Cour d’appel de Paris, Pôle 5 – Chambre 1, 12 octobre 2022, n°156/2022 

L

e 12 octobre 2022, la Cour d’appel de Paris a prononcé la déchéance des marques JC DE CASTELBAJAC et JEAN-CHARLES DE CASTELBAJAC notamment pour des vêtements pour femmes et produits cosmétiques.

Cette récente décision est particulièrement sévère à l’encontre du titulaire des marques, la société PMJC qui les avait acquises dans le cadre de la procédure de redressement judiciaire de la société JEAN CHARLES DE CASTELBAJAC en 2012.

La société PMJC ne s’était pas contentée d’acquérir les marques, elle avait également signé un contrat de prestation de services avec le créateur par lequel elle lui confiait la direction artistique des marques.

Lorsque le contrat de prestation de services a pris fin, un important conflit s’est révélé entre les parties et plusieurs procédures ont été initiées de part et d’autre.

La dernière étape en date de ces procédures est la décision rendue en octobre 2022 par la Cour d’Appel de Paris.
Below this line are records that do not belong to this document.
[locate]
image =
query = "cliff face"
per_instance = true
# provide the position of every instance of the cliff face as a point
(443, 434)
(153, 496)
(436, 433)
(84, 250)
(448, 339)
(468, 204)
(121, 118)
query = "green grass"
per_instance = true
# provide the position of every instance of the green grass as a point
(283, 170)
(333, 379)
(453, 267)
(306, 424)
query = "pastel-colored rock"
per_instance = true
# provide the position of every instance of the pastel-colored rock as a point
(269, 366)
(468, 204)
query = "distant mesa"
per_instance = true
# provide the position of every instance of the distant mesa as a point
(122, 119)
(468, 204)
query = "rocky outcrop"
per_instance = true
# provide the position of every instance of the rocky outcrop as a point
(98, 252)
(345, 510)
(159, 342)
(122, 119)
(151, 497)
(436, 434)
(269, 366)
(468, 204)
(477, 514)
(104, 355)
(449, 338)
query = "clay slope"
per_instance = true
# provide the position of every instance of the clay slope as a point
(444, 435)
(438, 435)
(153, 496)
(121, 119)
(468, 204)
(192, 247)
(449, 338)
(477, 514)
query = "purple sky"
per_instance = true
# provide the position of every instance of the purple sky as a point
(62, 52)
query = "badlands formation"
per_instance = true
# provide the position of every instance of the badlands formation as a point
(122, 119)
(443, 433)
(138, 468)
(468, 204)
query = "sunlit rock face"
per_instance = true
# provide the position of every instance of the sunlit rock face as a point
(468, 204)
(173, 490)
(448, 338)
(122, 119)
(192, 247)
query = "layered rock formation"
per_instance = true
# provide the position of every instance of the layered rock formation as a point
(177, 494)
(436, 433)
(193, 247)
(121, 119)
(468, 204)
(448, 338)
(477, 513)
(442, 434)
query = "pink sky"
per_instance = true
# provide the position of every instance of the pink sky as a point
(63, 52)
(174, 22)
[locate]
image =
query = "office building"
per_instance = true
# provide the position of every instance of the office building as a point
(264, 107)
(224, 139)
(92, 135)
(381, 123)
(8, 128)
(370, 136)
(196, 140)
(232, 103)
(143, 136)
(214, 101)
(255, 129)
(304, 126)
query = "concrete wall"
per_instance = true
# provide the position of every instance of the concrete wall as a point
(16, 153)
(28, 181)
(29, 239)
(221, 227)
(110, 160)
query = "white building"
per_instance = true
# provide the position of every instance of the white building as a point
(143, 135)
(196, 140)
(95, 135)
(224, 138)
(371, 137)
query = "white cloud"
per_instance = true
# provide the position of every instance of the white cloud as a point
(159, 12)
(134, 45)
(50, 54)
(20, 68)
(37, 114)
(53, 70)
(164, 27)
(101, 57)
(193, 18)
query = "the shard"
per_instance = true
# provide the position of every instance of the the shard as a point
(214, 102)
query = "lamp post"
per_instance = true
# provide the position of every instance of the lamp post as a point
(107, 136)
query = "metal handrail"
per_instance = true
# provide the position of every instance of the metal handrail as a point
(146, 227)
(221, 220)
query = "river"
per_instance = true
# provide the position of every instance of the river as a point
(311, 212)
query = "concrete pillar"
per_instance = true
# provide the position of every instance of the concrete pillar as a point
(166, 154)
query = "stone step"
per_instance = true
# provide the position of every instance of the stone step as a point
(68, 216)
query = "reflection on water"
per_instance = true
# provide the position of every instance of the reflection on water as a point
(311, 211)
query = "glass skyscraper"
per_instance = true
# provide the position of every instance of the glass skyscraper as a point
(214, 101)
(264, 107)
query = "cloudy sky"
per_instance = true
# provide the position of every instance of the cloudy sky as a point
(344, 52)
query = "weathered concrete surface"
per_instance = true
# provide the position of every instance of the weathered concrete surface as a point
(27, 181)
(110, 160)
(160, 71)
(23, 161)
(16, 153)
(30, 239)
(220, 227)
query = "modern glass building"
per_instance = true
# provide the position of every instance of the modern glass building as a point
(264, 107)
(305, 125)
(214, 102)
Après avoir rappelé dans un arrêt de principe rendu par la CJUE le 30 mars 2006 (affaire Elisabeth Emmanuel), qui a posé le principe selon lequel « Le titulaire d’une marque correspondant au nom du créateur et premier fabricant de produits portant cette marque ne peut, en raison de cette seule particularité, être déchu de ses droits au motif que ladite marque induirait le public en erreur, au sens de l’article 12, paragraphe 2, sous b) de la directive 89/104 », la Cour d’Appel a considéré que cela n’empêchait pas que soit prononcée une déchéance de marque dans l’hypothèse où son titulaire en ferait un usage trompeur.

Pour considérer que l’usage trompeur est établi et en conclure à la déchéance partielle des marques, la Cour d’Appel analyse de nombreux éléments :

  • Elle fait référence à des faits qui n’étaient pas directement imputables à PMJC mais PMJC a été considérée comme n’ayant pas suffisamment agi, dans le contexte conflictuel, pour mettre fin aux agissements litigieux, et ainsi éviter la confusion. Selon les juges, la société PMJC s’est ainsi rattachée à M. de Castelbajac et a associé les marques à sa personne et son travail depuis cinquante ans.
  • La Cour fait également référence à une campagne promotionnelle de communication réalisée par PMJC « CASTELBAJAC Paris fête en 2018 ses 50 ans et vous donne 50 rendez-vous pour 50 surprises tout au long de l’année », qui avait pourtant était abandonnée par PMJC et suivie d’un erratum sur leur site internet.
  • La Cour d’Appel fait enfin état de plusieurs décisions condamnant PMJC sur le fondement de la contrefaçon des droits d’auteur de Monsieur de Castelbajac.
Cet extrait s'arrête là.